I sit down, he shows me more things that “don’t work”.

I’ve learned that “doesn’t work” translates poorly. It actually means, “I don’t know what the hell I am doing”. I fixed a slew of his other problems in succession, each on my first attempt. Within in an hour, he is laughing and smiling. The funny thing about this dude is you can read it all in his body language.

By the last day, El Jefe was eating out of my hands but I still had to fix two small problems. People don’t realize software implementations are complex and debugging is a normal part of the process. I love it when people ask me “do you know what’s wrong with it”? That has to be the stupidest question on the planet. If I knew that it wouldn’t be broken in the first place! I don't know, but I do know how to go through a process to figure it out.

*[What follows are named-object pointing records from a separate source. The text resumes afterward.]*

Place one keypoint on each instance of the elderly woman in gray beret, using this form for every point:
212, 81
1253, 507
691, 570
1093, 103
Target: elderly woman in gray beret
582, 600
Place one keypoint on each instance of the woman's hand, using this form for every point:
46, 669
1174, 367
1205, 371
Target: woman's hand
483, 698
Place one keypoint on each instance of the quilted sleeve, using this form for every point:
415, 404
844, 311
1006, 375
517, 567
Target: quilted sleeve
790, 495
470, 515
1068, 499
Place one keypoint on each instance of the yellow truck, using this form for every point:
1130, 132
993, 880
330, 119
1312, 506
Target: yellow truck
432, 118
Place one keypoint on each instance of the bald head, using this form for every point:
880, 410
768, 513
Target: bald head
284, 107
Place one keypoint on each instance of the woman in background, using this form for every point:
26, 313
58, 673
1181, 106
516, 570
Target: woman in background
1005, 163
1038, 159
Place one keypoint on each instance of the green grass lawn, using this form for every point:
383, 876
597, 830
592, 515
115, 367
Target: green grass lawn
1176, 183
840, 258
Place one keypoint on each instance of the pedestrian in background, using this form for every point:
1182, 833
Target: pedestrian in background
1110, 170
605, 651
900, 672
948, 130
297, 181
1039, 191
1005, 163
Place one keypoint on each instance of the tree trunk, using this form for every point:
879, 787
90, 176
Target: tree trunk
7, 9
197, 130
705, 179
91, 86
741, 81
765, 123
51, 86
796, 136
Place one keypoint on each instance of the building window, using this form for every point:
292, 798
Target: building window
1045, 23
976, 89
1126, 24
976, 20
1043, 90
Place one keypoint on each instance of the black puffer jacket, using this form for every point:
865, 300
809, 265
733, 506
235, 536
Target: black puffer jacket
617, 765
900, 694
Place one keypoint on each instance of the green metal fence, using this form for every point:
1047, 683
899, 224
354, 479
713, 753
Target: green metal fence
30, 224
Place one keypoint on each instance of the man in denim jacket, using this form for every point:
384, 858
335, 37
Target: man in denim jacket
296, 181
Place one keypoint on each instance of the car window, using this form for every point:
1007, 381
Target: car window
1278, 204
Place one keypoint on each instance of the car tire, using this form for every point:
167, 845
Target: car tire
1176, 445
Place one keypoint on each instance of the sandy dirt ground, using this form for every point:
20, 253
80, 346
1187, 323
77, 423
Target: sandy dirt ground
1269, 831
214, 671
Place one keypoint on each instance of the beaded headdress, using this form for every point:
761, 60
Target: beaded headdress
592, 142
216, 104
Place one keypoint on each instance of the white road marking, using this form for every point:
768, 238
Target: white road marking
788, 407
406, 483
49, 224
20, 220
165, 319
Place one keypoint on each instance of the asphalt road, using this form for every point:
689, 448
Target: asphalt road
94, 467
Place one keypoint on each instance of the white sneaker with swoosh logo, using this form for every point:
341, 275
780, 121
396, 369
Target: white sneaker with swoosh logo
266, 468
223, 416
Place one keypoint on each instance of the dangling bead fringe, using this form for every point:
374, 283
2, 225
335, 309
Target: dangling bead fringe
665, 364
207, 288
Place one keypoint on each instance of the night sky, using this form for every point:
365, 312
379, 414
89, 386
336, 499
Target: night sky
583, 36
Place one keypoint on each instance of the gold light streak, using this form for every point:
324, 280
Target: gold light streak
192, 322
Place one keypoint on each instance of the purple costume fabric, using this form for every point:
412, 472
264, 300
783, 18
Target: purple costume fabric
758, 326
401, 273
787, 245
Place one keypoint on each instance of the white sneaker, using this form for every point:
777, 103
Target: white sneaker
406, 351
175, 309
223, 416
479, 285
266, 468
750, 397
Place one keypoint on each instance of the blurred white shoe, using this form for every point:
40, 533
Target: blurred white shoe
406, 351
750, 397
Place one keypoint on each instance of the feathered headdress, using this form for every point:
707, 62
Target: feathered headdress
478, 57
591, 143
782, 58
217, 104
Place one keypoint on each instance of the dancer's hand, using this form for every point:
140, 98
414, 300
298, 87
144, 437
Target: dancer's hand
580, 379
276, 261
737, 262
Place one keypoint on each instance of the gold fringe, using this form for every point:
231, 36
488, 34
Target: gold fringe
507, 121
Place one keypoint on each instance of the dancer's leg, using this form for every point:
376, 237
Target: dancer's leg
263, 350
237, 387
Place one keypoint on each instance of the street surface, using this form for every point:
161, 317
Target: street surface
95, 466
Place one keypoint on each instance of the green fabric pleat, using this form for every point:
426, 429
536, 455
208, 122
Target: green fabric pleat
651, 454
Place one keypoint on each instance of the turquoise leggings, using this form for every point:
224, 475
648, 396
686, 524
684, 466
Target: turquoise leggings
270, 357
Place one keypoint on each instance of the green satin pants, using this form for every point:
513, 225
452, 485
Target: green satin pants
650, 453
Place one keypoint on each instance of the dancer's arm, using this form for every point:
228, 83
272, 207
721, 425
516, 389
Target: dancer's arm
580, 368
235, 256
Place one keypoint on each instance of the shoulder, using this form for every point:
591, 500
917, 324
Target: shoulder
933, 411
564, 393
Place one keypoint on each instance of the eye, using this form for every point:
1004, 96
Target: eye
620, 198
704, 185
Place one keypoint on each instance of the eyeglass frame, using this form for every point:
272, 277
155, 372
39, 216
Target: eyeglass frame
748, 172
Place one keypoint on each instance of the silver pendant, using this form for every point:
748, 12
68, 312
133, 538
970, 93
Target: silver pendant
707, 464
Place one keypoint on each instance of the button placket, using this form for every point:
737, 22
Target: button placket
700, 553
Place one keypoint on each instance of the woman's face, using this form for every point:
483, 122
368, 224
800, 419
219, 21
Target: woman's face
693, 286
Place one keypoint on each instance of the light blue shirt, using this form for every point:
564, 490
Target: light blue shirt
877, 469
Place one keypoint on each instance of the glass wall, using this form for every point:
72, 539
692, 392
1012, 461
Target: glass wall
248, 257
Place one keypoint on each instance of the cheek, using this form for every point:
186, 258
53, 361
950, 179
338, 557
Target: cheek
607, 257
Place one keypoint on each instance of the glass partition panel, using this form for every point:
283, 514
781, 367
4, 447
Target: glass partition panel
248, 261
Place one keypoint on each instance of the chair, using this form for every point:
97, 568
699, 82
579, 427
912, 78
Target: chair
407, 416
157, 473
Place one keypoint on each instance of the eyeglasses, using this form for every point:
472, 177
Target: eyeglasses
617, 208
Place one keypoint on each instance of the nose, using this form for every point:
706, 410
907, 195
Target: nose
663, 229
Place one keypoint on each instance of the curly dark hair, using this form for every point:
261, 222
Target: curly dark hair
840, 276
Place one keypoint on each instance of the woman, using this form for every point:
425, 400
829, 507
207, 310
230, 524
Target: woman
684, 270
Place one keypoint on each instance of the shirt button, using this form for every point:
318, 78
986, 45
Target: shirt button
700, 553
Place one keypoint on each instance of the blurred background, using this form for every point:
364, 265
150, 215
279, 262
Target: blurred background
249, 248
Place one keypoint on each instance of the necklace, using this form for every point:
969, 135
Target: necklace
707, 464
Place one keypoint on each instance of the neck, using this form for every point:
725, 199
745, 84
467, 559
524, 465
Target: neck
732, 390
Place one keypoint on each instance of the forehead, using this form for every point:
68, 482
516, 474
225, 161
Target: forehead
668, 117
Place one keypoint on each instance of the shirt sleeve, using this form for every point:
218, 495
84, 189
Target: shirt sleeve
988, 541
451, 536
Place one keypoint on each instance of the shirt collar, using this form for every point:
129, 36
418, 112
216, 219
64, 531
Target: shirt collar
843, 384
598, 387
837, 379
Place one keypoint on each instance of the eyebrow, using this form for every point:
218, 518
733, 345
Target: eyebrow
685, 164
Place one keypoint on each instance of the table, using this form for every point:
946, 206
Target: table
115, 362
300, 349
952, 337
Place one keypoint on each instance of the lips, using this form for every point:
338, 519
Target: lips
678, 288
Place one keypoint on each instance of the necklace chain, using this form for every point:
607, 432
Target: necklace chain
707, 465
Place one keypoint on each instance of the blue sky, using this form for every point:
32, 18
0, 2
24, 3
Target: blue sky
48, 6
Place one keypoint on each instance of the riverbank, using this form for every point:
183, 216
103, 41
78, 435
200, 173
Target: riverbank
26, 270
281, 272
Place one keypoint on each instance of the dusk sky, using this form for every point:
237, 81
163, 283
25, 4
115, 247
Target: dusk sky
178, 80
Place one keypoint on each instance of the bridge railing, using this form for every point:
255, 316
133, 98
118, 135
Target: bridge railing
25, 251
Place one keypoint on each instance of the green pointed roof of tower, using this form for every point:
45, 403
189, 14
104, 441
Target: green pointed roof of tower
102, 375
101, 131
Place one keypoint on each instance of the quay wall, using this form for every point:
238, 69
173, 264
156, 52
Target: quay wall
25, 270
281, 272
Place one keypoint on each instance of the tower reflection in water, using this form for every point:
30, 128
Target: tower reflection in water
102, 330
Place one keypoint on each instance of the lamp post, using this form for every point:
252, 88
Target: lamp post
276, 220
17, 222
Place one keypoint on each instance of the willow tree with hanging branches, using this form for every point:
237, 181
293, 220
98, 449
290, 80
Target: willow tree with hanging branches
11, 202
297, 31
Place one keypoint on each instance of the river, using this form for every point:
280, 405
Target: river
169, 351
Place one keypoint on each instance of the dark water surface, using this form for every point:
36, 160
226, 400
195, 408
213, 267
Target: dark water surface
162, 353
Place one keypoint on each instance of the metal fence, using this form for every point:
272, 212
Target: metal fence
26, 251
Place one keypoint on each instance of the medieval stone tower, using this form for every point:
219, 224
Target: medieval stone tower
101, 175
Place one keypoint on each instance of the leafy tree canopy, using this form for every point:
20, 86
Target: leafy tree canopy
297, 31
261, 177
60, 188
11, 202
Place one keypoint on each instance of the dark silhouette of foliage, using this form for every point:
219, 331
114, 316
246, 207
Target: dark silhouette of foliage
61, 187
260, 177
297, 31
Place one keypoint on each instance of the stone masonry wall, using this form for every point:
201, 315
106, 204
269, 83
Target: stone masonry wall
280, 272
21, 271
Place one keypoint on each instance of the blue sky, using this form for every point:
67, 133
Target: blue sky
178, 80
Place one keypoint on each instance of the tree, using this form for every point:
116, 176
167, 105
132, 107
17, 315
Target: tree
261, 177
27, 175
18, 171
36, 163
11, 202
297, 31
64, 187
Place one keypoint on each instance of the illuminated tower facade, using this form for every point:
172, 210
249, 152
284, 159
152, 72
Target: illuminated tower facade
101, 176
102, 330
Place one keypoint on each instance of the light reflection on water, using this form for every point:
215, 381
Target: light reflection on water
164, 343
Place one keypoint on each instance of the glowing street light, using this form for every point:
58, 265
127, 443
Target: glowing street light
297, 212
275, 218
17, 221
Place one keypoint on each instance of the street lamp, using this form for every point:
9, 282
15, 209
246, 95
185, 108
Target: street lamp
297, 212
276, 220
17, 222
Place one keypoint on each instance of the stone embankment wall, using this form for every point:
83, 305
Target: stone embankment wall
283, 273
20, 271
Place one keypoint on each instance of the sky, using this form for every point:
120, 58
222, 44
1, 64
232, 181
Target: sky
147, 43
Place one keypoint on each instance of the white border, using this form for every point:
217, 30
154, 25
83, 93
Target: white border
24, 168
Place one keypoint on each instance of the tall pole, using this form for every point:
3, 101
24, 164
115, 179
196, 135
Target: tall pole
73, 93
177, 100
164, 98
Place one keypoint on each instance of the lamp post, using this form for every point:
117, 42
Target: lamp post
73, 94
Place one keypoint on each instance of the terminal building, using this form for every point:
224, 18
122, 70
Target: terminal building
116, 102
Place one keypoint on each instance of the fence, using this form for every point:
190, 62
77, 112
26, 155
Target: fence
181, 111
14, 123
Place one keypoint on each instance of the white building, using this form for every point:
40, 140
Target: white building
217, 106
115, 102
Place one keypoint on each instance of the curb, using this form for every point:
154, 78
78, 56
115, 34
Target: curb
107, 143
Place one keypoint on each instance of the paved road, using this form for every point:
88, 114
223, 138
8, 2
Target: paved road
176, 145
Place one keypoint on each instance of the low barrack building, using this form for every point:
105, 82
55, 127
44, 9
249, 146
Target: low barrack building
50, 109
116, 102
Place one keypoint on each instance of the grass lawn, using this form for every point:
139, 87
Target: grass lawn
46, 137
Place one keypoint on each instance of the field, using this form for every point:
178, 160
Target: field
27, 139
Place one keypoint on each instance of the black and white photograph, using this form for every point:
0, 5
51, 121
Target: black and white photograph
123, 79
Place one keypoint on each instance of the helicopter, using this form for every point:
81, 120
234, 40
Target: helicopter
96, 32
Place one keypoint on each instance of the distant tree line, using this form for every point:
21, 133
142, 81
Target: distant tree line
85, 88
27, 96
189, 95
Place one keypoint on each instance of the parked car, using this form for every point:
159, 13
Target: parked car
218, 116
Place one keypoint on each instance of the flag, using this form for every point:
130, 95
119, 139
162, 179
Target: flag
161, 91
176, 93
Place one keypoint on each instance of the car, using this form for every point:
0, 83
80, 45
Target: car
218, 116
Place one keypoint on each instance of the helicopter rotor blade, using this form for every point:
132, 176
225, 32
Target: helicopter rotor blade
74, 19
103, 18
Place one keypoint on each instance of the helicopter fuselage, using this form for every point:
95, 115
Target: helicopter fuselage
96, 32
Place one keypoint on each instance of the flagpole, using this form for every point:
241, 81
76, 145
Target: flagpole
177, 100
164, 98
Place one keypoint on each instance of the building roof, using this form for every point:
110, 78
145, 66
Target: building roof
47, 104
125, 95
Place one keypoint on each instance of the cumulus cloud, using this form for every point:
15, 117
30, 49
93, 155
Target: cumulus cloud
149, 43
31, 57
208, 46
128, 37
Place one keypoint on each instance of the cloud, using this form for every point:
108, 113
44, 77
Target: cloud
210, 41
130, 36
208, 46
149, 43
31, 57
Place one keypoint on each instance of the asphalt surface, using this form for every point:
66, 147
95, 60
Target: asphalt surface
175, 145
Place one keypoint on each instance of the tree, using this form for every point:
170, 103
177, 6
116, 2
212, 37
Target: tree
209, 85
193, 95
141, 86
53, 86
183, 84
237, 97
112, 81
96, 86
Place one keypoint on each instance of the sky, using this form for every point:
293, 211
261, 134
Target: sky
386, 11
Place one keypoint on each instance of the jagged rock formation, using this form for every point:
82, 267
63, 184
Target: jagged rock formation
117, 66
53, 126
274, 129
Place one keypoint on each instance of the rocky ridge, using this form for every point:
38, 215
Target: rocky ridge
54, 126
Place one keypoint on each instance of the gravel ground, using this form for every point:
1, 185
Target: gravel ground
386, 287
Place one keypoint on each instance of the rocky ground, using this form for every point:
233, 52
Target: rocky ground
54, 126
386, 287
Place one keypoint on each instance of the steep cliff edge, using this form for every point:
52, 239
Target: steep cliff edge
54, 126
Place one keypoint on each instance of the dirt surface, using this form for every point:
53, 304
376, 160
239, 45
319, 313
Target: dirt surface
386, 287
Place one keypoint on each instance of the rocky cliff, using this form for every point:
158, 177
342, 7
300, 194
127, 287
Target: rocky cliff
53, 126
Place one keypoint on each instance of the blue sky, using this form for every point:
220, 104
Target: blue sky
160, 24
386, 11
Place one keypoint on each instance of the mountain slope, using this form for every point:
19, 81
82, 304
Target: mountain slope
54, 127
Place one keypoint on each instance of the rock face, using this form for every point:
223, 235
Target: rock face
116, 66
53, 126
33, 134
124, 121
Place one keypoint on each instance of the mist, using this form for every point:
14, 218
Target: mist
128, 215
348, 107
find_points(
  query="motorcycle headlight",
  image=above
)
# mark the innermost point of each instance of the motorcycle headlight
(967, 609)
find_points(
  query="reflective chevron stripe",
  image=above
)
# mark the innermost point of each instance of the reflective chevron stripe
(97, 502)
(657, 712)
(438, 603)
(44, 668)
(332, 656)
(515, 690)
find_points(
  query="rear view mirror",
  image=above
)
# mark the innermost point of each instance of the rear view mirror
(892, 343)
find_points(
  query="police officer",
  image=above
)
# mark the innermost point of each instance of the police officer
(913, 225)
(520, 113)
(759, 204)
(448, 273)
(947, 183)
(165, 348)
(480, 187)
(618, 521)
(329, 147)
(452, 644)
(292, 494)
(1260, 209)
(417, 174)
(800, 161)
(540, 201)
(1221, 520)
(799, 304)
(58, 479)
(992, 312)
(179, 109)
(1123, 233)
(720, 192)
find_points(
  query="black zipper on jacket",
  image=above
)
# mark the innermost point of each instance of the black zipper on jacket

I decide to call in the cavalry.

Steve, my buddy and colleague from SAS in Rockville is one of the cleverest technical people I know (in addition to being an all around a good guy). Even though his help is always in high demand, he always avails himself when colleagues are in need – a rare attribute in people with his level of technical expertise. Knowing this, I try to limit my help calls to him. But I am desperate now and I know he’ll come through. We swap emails and get on the telephone and get everything working at precisely 4:10pm on Friday.

Ivan was so excited he was going to pee himself. Truth be told, I was too.

The other guys are still regaling me with technical questions, but I jokingly say in Spanish I need mental vacation. Sometimes I think I don’t get paid for what I know but rather for the fact that I can think on my feet. Believe me it’s not all up in my head and more often than not, I don’t know the answer. But I guaranty you, I can figure it out or get help.

I don’t know how I pulled it off, but somehow, I did. Nothing went as planned, but everything worked out.